Arapların yapacağı bir "zenci devrimine" ihtiyaç duyuyoruz. Hezimet sınırını aştı. İsrail'in bu aşağılamalarına verilecek birçok cevap var. Biz burada, delilikle değilse bile realist olmamakla suçlanırız kaygısıyla askeri çözümleri düşünmediğimizi ve buna çağrıda bulunmadığımızı belki de yüzüncü defa tekrarlıyoruz. İsrail bu rejimlerin ulusal onuruyla oynadığı ve onları sıkıştırmaya çalıştığı müddetçe neden buna kaçakçılık operasyonlarına ve hatta bunlara olanak sağlayarak cevap verilmiyor ve İsrail yardım isteyerek acıdan feryat ederken dosyalar açılıp anlaşmalar imzalanıyor?
İsrail saldırısına maruz kaldıkları her defasında Suriyeli yetkililerin yineledikleri gibi, İsrail'in başka saldırılarından korkulduğu ya da uygun zaman ve mekanda cevap hakkının muhafaza edilmesi için sınır üzerindeki gözetlemelerin artırıldığının ilan edilmesi utanç verici ve aşağılayıcı olmasının yanı sıra faydasızdır da.
Sınırlardaki kontrolleri artırıyoruz, tünelleri patlatıyor, silahların direnişçilere ulaşmasını engelliyor, barış girişiminde bulunuyor, elçiler gönderiyor, dinler arası diyaloga dahil oluyor, direniş gruplarını boykot ediyor, Gazze ve güney Lübnan'a yapılan saldırılara onay veriyoruz. Bütün bunlar karşılığında hiçbir şey elde edilmeden yapılıyor. Bundan daha kötüsü, İsrail'i ulusal güvenliğimizi çiğneyip toraklarımızın göbeğinde binalarımızı ve kamyonlarımızı bombalamasına izin vererek mükafatlandırıyoruz. Gazze'nin şerefli insanları İsrail bombardımanına, beyaz fosfor ve karadan, havadan, denizden yapılan saldırılara 3 haftadan fazla bir süre meydan okurken onlardan önce de güney Lübnan'daki kardeşleri 1 aydan fazla bir süre direnirken bu rejimlerin ordularının, onların toprak bütünlüğünü çiğneyen uçaklara tek bir kurşun bile sıkmamış olması hatta saldırıları meydana gelmesinden günler belki de haftalar sonra öğrenmesi utanç vericidir.

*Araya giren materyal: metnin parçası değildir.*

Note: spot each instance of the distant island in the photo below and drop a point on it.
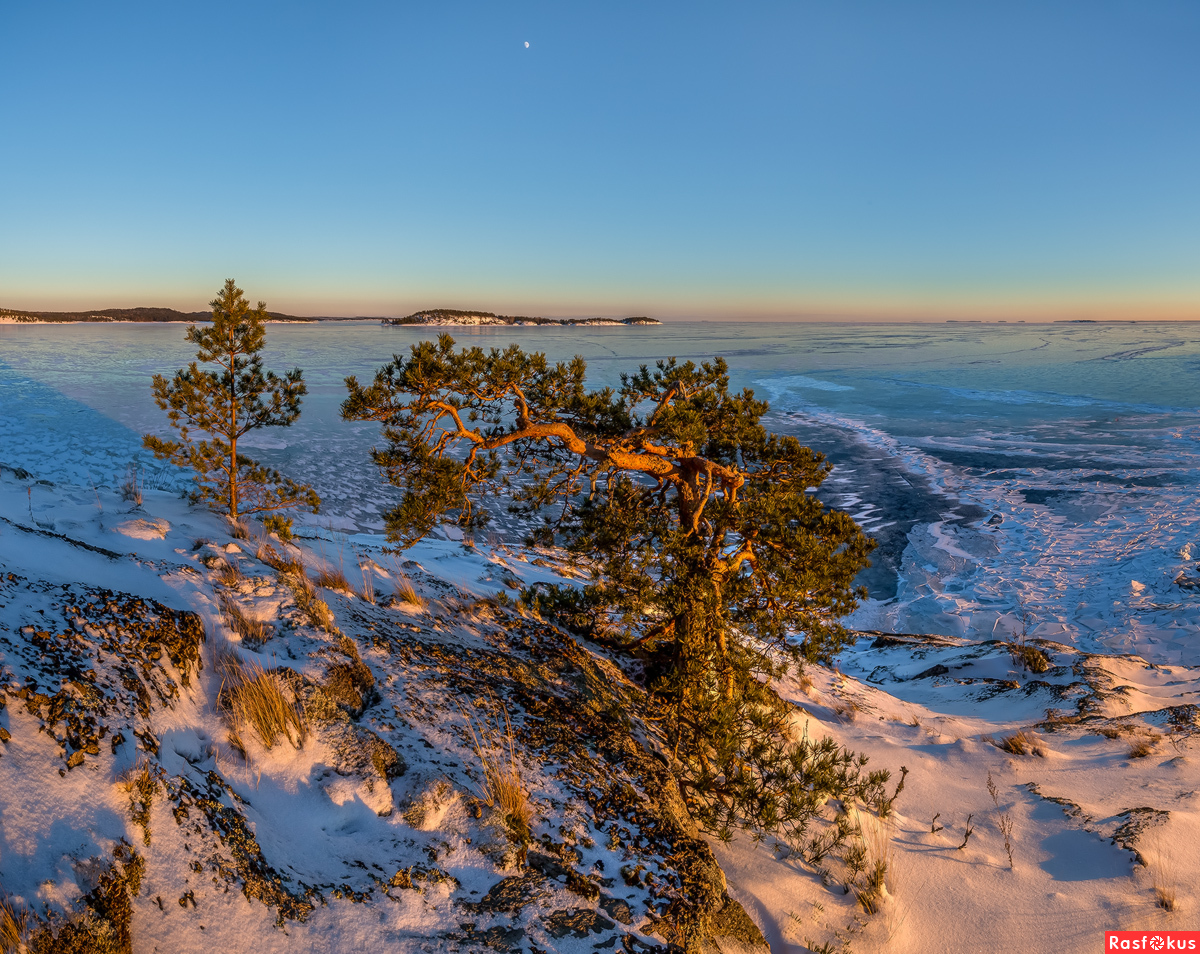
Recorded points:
(456, 317)
(432, 317)
(125, 315)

Bizi bu derece düşüren, aşağılanmamıza sebep olan, bütün dünyada en az saygı duyulan millet yapan ve güçler dengesindeki değerimizi sıfırlar toplamı haline getiren; devekuşu gibi başları toprağa gömme, İsrail'in sağ yanağımıza tokat attığı her defasında sol yanağımızı çevirme ve daha fazlasını isteme siyasetidir.